04 setembro 2008

Ele não fechou em sinal de protesto, talvez.

A pia gotejava, seguia uma seqüência, num intervalo preciso e uniforme, diferente de sua mente que jorrava milhares de pensamentos e idéias frustradas, difusas – confusas, pertinentes...
Deitado na cama com as mãos entrelaçadas sobre o ventre, num olhar fixo e perdido na mancha do teto.
O cansaço o fez dormir.
As gotas provocavam eco, eco esse refletido inconscientemente [irritantemente] em sua cabeça.
O quarto escuro por completo se a luz do banheiro não estivesse acesa, na porta semi-aberta.
Acordou debruçado sobre suas coisas jogadas no canto da cama, havia babado...
O rosto amassado e seu escarro refletido nas gotas incansáveis de uma pia que continha um bilhete, era um papel colorido, fluorescente, colado abaixo do espelho:
“Feche bem a torneira” - Foi o último bilhete deixado antes de partir.
Ela partiu em silêncio.
Seu único pedido era por ele negado, como sinônimo de todo seu orgulho e conflitos internos, buscando lógicas comportamentais, buscando razões, buscando o inverso de uma profunda solidão e desolamento, buscando... Buscando um sentido nisso tudo.
Um sentimento nessa ausência, a amabilidade do acaso.

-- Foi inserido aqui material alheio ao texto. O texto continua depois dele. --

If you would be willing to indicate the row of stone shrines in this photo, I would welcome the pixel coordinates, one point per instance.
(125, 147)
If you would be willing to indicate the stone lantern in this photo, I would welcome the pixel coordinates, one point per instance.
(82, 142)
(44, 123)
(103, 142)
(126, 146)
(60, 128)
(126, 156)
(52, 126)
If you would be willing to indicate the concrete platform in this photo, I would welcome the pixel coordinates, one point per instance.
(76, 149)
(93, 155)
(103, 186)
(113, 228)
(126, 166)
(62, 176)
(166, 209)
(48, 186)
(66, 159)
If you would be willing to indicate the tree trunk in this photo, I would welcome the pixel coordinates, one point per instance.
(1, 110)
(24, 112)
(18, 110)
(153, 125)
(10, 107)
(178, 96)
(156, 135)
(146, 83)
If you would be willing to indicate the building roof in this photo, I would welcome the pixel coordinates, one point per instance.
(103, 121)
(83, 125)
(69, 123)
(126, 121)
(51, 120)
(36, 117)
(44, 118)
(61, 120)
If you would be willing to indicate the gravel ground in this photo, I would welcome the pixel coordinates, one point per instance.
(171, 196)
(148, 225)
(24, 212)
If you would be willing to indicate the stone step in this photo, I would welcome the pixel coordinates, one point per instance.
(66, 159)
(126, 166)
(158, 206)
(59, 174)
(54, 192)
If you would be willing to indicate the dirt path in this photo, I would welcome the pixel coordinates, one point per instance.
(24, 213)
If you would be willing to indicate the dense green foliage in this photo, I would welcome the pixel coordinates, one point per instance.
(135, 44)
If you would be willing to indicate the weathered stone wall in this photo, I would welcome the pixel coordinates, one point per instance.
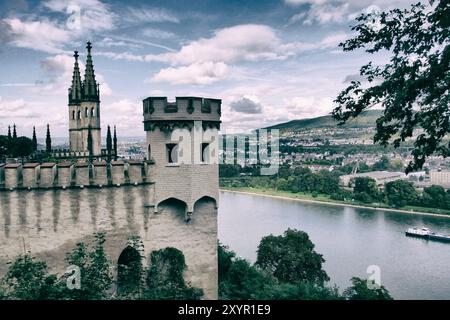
(30, 173)
(49, 223)
(67, 174)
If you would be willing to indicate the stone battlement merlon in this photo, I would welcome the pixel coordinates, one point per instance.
(67, 174)
(184, 109)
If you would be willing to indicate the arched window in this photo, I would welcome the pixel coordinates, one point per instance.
(129, 271)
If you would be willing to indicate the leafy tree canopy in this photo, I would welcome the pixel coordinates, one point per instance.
(413, 87)
(291, 258)
(360, 291)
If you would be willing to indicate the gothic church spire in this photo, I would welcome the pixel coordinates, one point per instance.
(75, 89)
(90, 88)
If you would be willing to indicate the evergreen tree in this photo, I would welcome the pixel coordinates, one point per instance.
(48, 141)
(109, 143)
(34, 139)
(413, 86)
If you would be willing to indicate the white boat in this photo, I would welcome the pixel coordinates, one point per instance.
(427, 234)
(419, 232)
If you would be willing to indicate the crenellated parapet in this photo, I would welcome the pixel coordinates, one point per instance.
(64, 175)
(165, 115)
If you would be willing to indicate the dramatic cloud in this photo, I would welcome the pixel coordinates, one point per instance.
(59, 70)
(42, 35)
(238, 43)
(197, 73)
(12, 109)
(338, 11)
(309, 106)
(84, 15)
(157, 33)
(246, 105)
(147, 15)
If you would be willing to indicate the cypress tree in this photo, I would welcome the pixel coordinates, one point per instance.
(48, 141)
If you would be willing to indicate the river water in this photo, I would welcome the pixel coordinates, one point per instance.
(350, 240)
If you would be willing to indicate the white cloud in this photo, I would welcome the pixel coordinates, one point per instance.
(338, 11)
(147, 15)
(309, 106)
(84, 15)
(81, 19)
(239, 43)
(15, 109)
(59, 70)
(196, 73)
(248, 105)
(42, 35)
(157, 33)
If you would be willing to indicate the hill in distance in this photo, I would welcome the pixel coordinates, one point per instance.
(366, 120)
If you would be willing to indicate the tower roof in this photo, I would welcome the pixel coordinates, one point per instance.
(75, 91)
(90, 87)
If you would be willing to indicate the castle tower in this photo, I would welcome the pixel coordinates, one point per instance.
(84, 108)
(182, 145)
(182, 140)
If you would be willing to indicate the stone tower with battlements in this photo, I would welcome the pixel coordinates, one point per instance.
(182, 140)
(84, 108)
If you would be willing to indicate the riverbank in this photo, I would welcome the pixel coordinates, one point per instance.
(325, 200)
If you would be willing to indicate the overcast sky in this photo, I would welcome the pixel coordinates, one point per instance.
(270, 61)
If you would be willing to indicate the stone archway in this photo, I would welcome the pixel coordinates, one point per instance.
(129, 271)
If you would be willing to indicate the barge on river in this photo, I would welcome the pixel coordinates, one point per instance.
(426, 233)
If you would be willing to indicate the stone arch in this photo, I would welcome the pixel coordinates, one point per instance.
(204, 210)
(129, 270)
(205, 199)
(178, 206)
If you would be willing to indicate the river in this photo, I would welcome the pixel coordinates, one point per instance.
(350, 240)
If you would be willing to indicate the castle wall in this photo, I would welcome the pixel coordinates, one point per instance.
(30, 175)
(135, 169)
(64, 174)
(117, 172)
(47, 176)
(49, 223)
(12, 175)
(187, 182)
(100, 174)
(82, 174)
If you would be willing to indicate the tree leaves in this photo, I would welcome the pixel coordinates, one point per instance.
(413, 87)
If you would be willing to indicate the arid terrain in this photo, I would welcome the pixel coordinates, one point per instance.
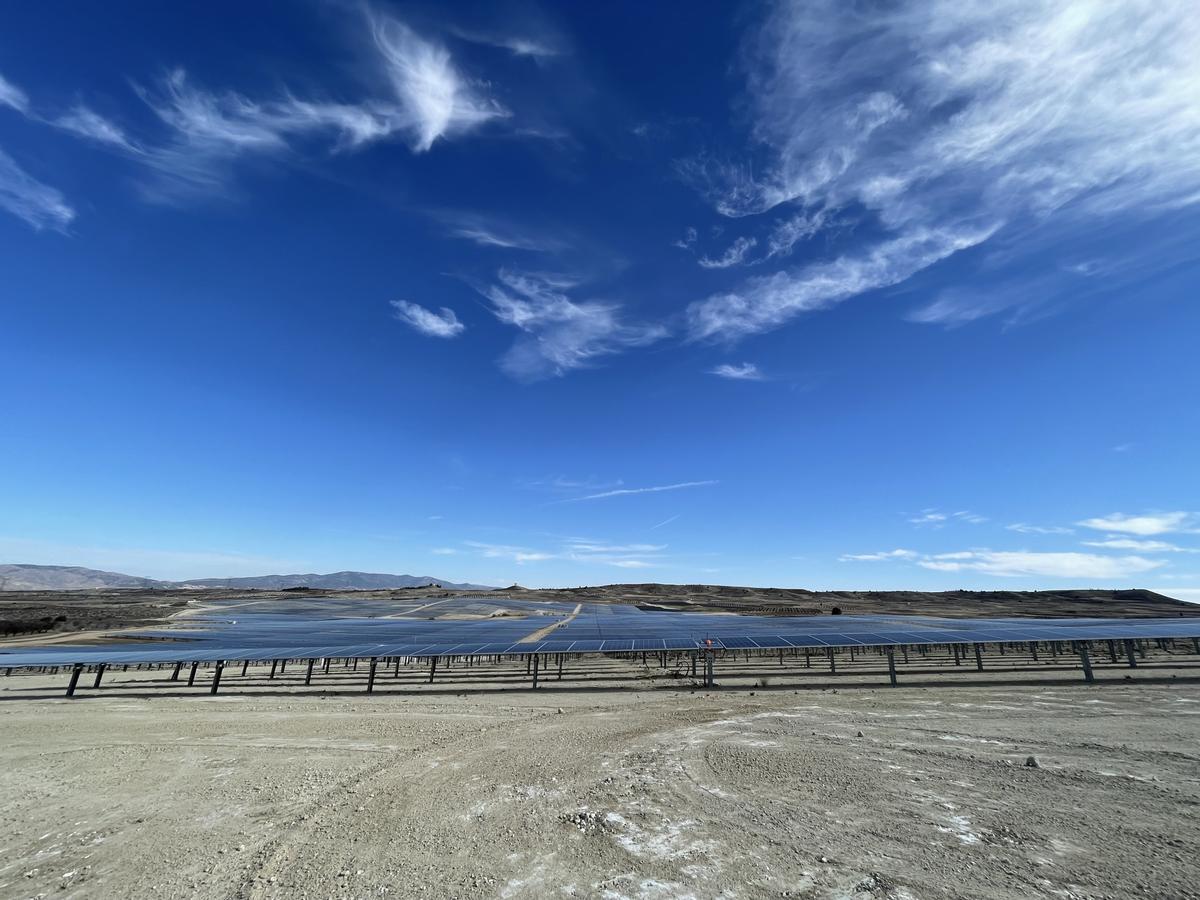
(634, 784)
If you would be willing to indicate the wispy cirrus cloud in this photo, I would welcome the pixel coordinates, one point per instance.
(505, 551)
(952, 124)
(540, 47)
(436, 324)
(559, 334)
(1024, 563)
(495, 232)
(1017, 563)
(657, 489)
(1145, 525)
(12, 96)
(937, 519)
(1023, 528)
(766, 303)
(88, 124)
(1140, 546)
(882, 556)
(39, 204)
(577, 550)
(419, 94)
(733, 255)
(738, 372)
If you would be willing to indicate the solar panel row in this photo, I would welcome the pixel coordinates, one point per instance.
(345, 637)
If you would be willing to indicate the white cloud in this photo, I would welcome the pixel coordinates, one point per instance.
(793, 229)
(420, 95)
(877, 557)
(503, 551)
(930, 516)
(89, 124)
(22, 195)
(688, 240)
(1146, 525)
(147, 562)
(1021, 527)
(937, 519)
(12, 96)
(491, 232)
(767, 301)
(744, 372)
(435, 99)
(1057, 565)
(623, 556)
(955, 121)
(581, 546)
(625, 491)
(435, 324)
(1140, 546)
(559, 334)
(516, 45)
(1191, 595)
(733, 255)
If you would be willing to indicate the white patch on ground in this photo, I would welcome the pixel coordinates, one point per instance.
(648, 889)
(964, 739)
(534, 883)
(960, 827)
(665, 840)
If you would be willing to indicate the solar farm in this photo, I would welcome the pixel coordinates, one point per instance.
(497, 747)
(553, 637)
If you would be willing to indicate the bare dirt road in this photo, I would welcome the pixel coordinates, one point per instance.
(823, 786)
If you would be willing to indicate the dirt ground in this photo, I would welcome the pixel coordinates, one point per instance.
(781, 783)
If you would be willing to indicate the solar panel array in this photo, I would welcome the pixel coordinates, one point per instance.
(263, 630)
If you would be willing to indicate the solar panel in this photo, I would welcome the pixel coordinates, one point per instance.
(310, 629)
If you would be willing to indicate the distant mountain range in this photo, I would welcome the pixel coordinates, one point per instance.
(73, 577)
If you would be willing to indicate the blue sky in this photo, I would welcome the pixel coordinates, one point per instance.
(895, 295)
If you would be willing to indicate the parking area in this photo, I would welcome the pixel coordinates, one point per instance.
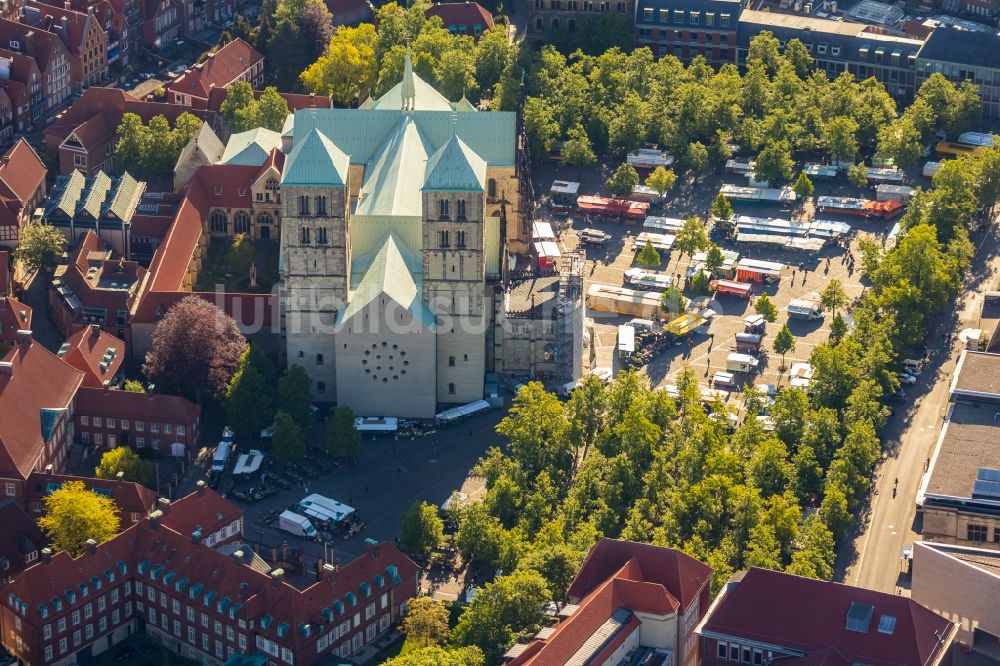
(706, 349)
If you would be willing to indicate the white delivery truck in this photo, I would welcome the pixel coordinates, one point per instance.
(741, 363)
(296, 524)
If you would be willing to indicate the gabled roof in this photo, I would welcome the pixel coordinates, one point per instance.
(87, 350)
(456, 168)
(251, 148)
(218, 71)
(315, 160)
(412, 93)
(22, 172)
(810, 616)
(394, 176)
(37, 382)
(681, 575)
(205, 142)
(391, 272)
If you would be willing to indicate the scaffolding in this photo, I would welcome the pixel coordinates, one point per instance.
(569, 317)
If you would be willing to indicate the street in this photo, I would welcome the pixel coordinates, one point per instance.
(909, 439)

O desconforto de sua roupa o fez levantar, na pequena mesa com um rádio relógio indicando longas horas da madrugada, voltou a perceber o barulho da gota, desprezando a pia.
Voltou ao banheiro, olhou o bilhete com os olhos lacrimejando, como se visse o reflexo de toda sua atenção, todo o zelo que procurava ter... Era um pedaço ( o único) dela que ainda restava.
Levou as mãos até o rosto, deslizou pelos azulejos da parede e aos soluços chorou, encolhendo-se cada vez mais...
Afogando-se, enclausurando-se sobre o intervalo da pia e o vaso sanitário... Era ali sua prisão e sua sentença assinada num pedaço de papel brilhante!
Seus princípios haviam sido cruelmente chocados, não havia um “nós” não havia espaço pra mais ninguém e apenas todo o seu vazio preenchido de uma enorme mágoa e insensatez, cabia a ele sofrer...
Sofrer seus dias, despejando toda a inutilidade e precariedade no seu intervalo. Sua vida era o intervalo da pia e o vaso, seu tempo era um bilhete, suplicando de que as gotas cessem...


(26 de agosto de 2008)

5 comentários:

Anônimo disse...

tem q fechar a torneira das feridas! deixar cicatrizar e ver a pele de novo nova...

Vico disse...

Querida Lolo...
Dá pre ver quem tem potencial pra ser uma escritora famosa! Só falta uma coisa, básica: ser famosa. Não havia um “nós” foi a parte mais chocante pro meu coração... É claro que depois de dizer que a vida dele era o espaço entre o vazo e a pia.
Um comentário (sincero): Uuui, adoooro!

Anônimo disse...

Eu acho que ele não estava feliz.

Juliana disse...

"Agora o que me importa é uma bela briga, não precisa ser física, a verbal me satisfaz, preciso de palavrões, da intensidade e do ardor pelo que defenderei!"

Se eu ainda tivesse orkut, esse seria meu "quem sou eu".
Gosto mais quando você escreve por você. :)

Fábio Stankievicz disse...

Lolo!!!

Adorei... Muito mesmo... Não sei nem se eu estou um crítico literário a altura do seu conto... Muito bom mesmo... Tem talento Pop!